Kadzola observed that when a Sacco is small in terms of membership, the revenue it generates is limited and, yet, the costs are escalating every time; hence, difficult for smaller Saccos to survive the harsh economic environment.

He said more members with their ‘little’ savings would provide a good basis to do business and generate more revenue to cover costs in the course of doing business.

“Bigger size helps the Saccos to weather the storm compared to smaller ones because they will have difficulties to cover operational costs,” he said.

Muscco is the mother body of all Saccos in the country and, so far, according to Kadzola, about five Saccos performed well in 2012 despite operating in the hard economic environment, particularly heightened by the 49 percent devaluation of the kwacha and the subsequent adoption of a market-determined exchange rate in May which saw the local unit losing value.

However, with the dollars from tobacco, Malawi’s principal foreign currency earner accounting for more than half of the country’s foreign exchange earnings, now trickling in, the kwacha has slowly started to appreciate giving a temporary respite to Malawians.

But analysts argue that the appreciation of the kwacha is temporary and that it will start depreciating after the tobacco sales are over.

Commenting on the overall performance of Saccos, Kadzola said some have managed to post commendable results, but not as high as members would have wished.

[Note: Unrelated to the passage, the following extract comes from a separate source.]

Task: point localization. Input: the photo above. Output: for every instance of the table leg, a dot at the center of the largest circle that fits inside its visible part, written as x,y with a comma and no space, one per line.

“While other Saccos are doing well, others are still struggling basically because peoples’ incomes have been depressed and, therefore, their propensity to save is being affected.

“Sacco members are not saving as much as they would have wanted to because of the problems that we all are experiencing, but overall it was not a bad year for a few of our Saccos,” he said.

On the part of PolyMed, chairperson Gloria Chisakasa said the group did well by posting a surplus of K9.4 million (about $23 000) and an asset base has climbed 50 percent to K238 million (about $568 000) from K158 million (about $376 000) the year before.

This year, she said, the group to reinforce security of members’ money by computerising their system, finding a bigger office space as a requirement to meet Reserve Bank of Malawi (RBM) guidelines, increasing membership and training staff in customer care.

Despite the economy sailing in troubled waters, the financial sector led by the banks is making huge profits.